Ce se sont ces entreprises qui créent de l’emploi. En plus, notre pays dispose de toute une infrastructure légale et judiciaire pour combattre la corruption. Des organisations de la société civile et les médias utilisent l’espace démocratique pour dénoncer des mauvaises pratiques de gouvernance. Cela n’a pas empêché l’institutionnalisation graduelle « de la culture d’impunité ». Quelles sont les dynamiques porteuses de changement au sein de l’appareil étatique et de la société ? Où se trouvent les facteurs de résistance et les facteurs de blocage par rapport au développement économique ? Dans quels domaines peut-on trouver une « traction » suffisante pour impulser notre économie ? Aucun candidat n’a donné de réponse à ces questions », a conclu Alexis Kalambry.

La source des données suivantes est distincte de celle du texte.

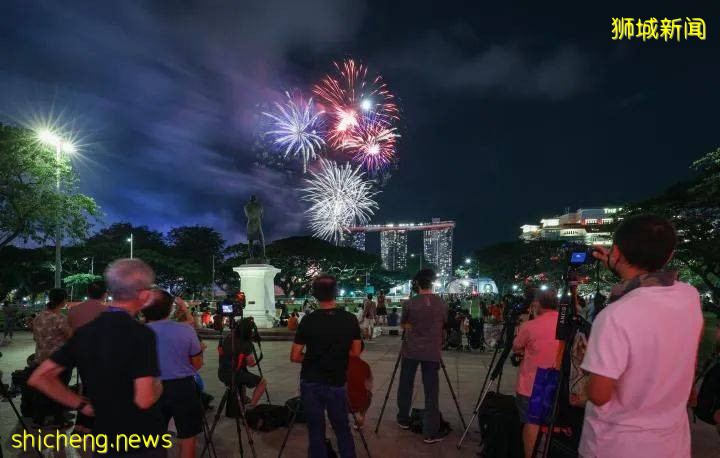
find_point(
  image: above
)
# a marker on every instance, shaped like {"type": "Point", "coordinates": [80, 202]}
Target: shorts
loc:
{"type": "Point", "coordinates": [180, 400]}
{"type": "Point", "coordinates": [247, 378]}
{"type": "Point", "coordinates": [522, 402]}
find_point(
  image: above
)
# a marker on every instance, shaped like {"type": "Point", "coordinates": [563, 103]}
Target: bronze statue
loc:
{"type": "Point", "coordinates": [254, 214]}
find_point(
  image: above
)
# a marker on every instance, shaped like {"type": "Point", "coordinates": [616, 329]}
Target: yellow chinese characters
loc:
{"type": "Point", "coordinates": [652, 29]}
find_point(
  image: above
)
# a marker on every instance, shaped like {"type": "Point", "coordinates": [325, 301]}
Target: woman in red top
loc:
{"type": "Point", "coordinates": [359, 387]}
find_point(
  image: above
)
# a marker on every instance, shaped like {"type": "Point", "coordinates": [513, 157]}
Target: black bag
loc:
{"type": "Point", "coordinates": [416, 421]}
{"type": "Point", "coordinates": [295, 405]}
{"type": "Point", "coordinates": [500, 427]}
{"type": "Point", "coordinates": [708, 399]}
{"type": "Point", "coordinates": [266, 417]}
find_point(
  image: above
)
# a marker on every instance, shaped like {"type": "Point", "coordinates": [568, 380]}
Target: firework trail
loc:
{"type": "Point", "coordinates": [349, 96]}
{"type": "Point", "coordinates": [339, 198]}
{"type": "Point", "coordinates": [372, 145]}
{"type": "Point", "coordinates": [295, 127]}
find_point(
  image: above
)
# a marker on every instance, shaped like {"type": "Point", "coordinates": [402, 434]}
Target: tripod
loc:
{"type": "Point", "coordinates": [567, 327]}
{"type": "Point", "coordinates": [392, 379]}
{"type": "Point", "coordinates": [257, 361]}
{"type": "Point", "coordinates": [292, 424]}
{"type": "Point", "coordinates": [6, 395]}
{"type": "Point", "coordinates": [231, 395]}
{"type": "Point", "coordinates": [494, 372]}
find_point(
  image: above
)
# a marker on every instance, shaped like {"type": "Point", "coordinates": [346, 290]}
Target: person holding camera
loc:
{"type": "Point", "coordinates": [642, 350]}
{"type": "Point", "coordinates": [117, 357]}
{"type": "Point", "coordinates": [536, 342]}
{"type": "Point", "coordinates": [329, 336]}
{"type": "Point", "coordinates": [180, 356]}
{"type": "Point", "coordinates": [423, 318]}
{"type": "Point", "coordinates": [244, 357]}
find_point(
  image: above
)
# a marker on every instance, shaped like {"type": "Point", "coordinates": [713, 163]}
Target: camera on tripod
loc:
{"type": "Point", "coordinates": [578, 254]}
{"type": "Point", "coordinates": [232, 306]}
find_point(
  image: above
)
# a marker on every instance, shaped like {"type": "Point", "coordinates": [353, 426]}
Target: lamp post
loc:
{"type": "Point", "coordinates": [61, 146]}
{"type": "Point", "coordinates": [131, 239]}
{"type": "Point", "coordinates": [92, 264]}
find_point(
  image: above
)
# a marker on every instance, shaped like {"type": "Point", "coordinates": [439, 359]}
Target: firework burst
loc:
{"type": "Point", "coordinates": [295, 127]}
{"type": "Point", "coordinates": [372, 145]}
{"type": "Point", "coordinates": [339, 198]}
{"type": "Point", "coordinates": [348, 96]}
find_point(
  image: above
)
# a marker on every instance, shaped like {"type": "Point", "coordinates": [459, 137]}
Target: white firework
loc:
{"type": "Point", "coordinates": [295, 128]}
{"type": "Point", "coordinates": [339, 198]}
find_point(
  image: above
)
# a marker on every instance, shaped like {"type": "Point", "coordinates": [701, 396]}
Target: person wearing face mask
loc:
{"type": "Point", "coordinates": [642, 349]}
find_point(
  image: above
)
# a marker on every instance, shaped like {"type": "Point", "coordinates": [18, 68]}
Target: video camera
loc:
{"type": "Point", "coordinates": [578, 254]}
{"type": "Point", "coordinates": [232, 306]}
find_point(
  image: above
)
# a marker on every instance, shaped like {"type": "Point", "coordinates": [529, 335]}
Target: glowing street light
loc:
{"type": "Point", "coordinates": [131, 240]}
{"type": "Point", "coordinates": [61, 146]}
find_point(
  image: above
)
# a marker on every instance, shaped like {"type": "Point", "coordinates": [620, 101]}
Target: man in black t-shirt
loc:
{"type": "Point", "coordinates": [329, 336]}
{"type": "Point", "coordinates": [117, 359]}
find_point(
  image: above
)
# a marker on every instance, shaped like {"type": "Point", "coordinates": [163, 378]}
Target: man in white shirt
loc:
{"type": "Point", "coordinates": [642, 350]}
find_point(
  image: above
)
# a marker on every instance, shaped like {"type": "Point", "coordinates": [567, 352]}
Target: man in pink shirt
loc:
{"type": "Point", "coordinates": [642, 350]}
{"type": "Point", "coordinates": [536, 341]}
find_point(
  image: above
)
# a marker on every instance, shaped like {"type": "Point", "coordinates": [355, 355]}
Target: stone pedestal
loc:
{"type": "Point", "coordinates": [256, 281]}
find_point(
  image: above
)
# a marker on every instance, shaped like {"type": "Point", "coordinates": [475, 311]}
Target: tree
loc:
{"type": "Point", "coordinates": [694, 208]}
{"type": "Point", "coordinates": [25, 271]}
{"type": "Point", "coordinates": [78, 283]}
{"type": "Point", "coordinates": [196, 245]}
{"type": "Point", "coordinates": [30, 205]}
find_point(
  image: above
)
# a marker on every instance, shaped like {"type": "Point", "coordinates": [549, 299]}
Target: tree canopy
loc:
{"type": "Point", "coordinates": [31, 206]}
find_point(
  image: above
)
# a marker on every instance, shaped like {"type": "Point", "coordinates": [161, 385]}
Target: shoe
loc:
{"type": "Point", "coordinates": [438, 437]}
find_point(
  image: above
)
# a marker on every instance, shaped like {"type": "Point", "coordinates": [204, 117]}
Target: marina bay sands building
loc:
{"type": "Point", "coordinates": [437, 243]}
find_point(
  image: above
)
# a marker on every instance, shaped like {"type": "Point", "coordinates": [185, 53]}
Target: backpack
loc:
{"type": "Point", "coordinates": [708, 399]}
{"type": "Point", "coordinates": [500, 427]}
{"type": "Point", "coordinates": [416, 421]}
{"type": "Point", "coordinates": [266, 417]}
{"type": "Point", "coordinates": [295, 405]}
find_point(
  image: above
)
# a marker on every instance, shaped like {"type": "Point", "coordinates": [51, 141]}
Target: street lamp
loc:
{"type": "Point", "coordinates": [61, 146]}
{"type": "Point", "coordinates": [131, 240]}
{"type": "Point", "coordinates": [92, 264]}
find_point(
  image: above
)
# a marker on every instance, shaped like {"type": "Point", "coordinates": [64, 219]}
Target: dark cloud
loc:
{"type": "Point", "coordinates": [168, 92]}
{"type": "Point", "coordinates": [506, 70]}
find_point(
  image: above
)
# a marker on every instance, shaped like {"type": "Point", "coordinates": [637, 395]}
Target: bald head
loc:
{"type": "Point", "coordinates": [127, 278]}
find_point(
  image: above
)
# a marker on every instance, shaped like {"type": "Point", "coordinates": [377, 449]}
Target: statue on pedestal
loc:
{"type": "Point", "coordinates": [254, 214]}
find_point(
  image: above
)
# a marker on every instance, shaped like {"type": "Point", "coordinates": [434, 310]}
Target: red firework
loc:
{"type": "Point", "coordinates": [372, 144]}
{"type": "Point", "coordinates": [348, 98]}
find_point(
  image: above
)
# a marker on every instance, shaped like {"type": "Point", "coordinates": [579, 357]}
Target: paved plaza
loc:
{"type": "Point", "coordinates": [466, 371]}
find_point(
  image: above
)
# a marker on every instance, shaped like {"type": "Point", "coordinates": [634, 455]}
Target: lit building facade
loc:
{"type": "Point", "coordinates": [586, 225]}
{"type": "Point", "coordinates": [438, 250]}
{"type": "Point", "coordinates": [353, 240]}
{"type": "Point", "coordinates": [437, 243]}
{"type": "Point", "coordinates": [393, 249]}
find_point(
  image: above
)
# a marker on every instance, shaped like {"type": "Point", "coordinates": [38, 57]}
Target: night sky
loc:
{"type": "Point", "coordinates": [508, 114]}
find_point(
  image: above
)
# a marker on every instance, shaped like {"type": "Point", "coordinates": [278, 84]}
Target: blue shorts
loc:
{"type": "Point", "coordinates": [522, 402]}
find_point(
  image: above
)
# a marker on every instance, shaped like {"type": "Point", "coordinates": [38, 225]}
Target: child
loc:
{"type": "Point", "coordinates": [359, 387]}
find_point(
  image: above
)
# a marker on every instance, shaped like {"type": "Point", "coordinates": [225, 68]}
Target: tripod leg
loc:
{"type": "Point", "coordinates": [287, 435]}
{"type": "Point", "coordinates": [387, 395]}
{"type": "Point", "coordinates": [215, 421]}
{"type": "Point", "coordinates": [452, 392]}
{"type": "Point", "coordinates": [475, 413]}
{"type": "Point", "coordinates": [243, 418]}
{"type": "Point", "coordinates": [359, 430]}
{"type": "Point", "coordinates": [205, 428]}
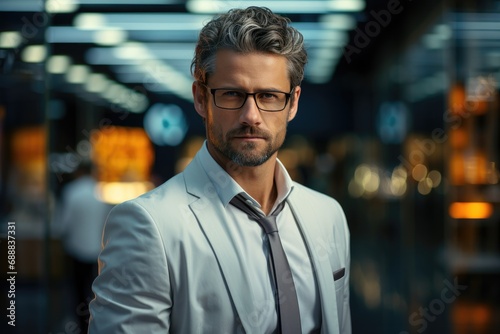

L’expérience démontre que le développement économique est essentiel dans la création de richesses dans un pays. Les présidents qui se sont succédés au Mali, ont su, chacun à sa manière, conjuguer le développement économique avec les autres dynamiques structurantes de fonctionnement de l’Etat. Cet enjeu n’est pas le seul apanage des pays en voie de développement. Il est la pierre angulaire de la formation de l’Etat.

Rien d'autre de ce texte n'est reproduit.